Fr Narciso Cellan Jr, University of San Carlos president, told an online press conference on Monday evening that the police provided no warning of the planned operation.
Carlos Conde of Human Rights Watch in the Philippines said that the incident was the latest in the “targeting of Indigenous peoples”.
“For as long as anyone can remember, these Indigenous communities suffer from so-called ‘development aggression,’ where companies, often foreign-owned, build mining or plantation operations, displacing the Lumads.

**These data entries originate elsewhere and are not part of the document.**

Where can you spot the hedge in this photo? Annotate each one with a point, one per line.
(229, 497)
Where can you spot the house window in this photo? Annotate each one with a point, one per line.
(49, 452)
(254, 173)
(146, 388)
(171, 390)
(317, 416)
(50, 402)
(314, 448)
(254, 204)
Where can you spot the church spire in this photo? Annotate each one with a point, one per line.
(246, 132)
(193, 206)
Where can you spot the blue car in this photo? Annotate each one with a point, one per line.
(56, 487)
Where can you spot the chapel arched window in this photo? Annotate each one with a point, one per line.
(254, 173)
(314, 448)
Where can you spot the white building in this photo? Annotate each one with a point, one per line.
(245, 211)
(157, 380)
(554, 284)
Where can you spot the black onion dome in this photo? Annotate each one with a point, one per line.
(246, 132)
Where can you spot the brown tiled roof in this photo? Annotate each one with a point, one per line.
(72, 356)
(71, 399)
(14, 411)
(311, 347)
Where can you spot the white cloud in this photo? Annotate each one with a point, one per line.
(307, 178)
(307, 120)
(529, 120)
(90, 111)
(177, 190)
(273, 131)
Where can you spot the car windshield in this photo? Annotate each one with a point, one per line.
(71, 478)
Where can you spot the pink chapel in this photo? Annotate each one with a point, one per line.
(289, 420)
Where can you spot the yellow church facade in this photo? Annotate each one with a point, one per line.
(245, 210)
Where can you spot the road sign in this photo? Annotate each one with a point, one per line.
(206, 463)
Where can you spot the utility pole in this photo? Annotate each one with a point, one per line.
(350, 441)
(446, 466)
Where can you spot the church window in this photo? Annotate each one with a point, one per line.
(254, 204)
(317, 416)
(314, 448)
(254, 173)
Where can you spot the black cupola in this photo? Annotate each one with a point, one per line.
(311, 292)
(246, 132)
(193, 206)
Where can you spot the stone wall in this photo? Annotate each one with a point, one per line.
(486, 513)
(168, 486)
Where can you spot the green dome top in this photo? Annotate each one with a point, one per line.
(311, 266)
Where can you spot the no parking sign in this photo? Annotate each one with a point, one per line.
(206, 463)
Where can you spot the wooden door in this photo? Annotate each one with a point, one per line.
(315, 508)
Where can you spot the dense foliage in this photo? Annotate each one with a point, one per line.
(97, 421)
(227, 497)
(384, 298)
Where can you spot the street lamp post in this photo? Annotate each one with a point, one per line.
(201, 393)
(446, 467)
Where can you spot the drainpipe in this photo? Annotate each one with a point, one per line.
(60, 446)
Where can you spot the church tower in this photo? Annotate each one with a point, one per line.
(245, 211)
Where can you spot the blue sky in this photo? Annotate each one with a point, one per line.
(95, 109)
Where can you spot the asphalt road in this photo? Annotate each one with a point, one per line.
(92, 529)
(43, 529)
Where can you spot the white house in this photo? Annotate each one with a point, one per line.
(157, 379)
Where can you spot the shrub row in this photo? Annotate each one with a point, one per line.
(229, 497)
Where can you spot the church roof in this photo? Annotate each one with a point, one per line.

This has created intense anti-govt animosities among tribes,” he wrote on social media.
The Lumads, who have defended their lands from incursions, have long accused the government of neglecting their rights in favour of big business.
A 2020 Global Witness report said that at least 43 Philippine land-rights advocates, many of them from Lumad communities, were killed in 2019.
Indigenous people protested in Manila on December 10 to oppose plans to extend martial law in Mindanao. [Bullit Marquez/AP Photo]
The Save Our Schools Network condemned the incident as “pure harassment”.
“It has been through the Save Our Schools Network that the Lumad continue their education and the protection of their ancestral lands,” the group said.
Congressman Carlos Zarate, who was also recently accused by the Duterte administration of being a communist sympathiser, has called for an inquiry into the incident.
“This is truly outrageous and condemnable,” Zarate said in a statement. “The Lumad students are there because the military destroyed their schools in Mindanao and now even in their evacuation school, they are being harassed and abducted.”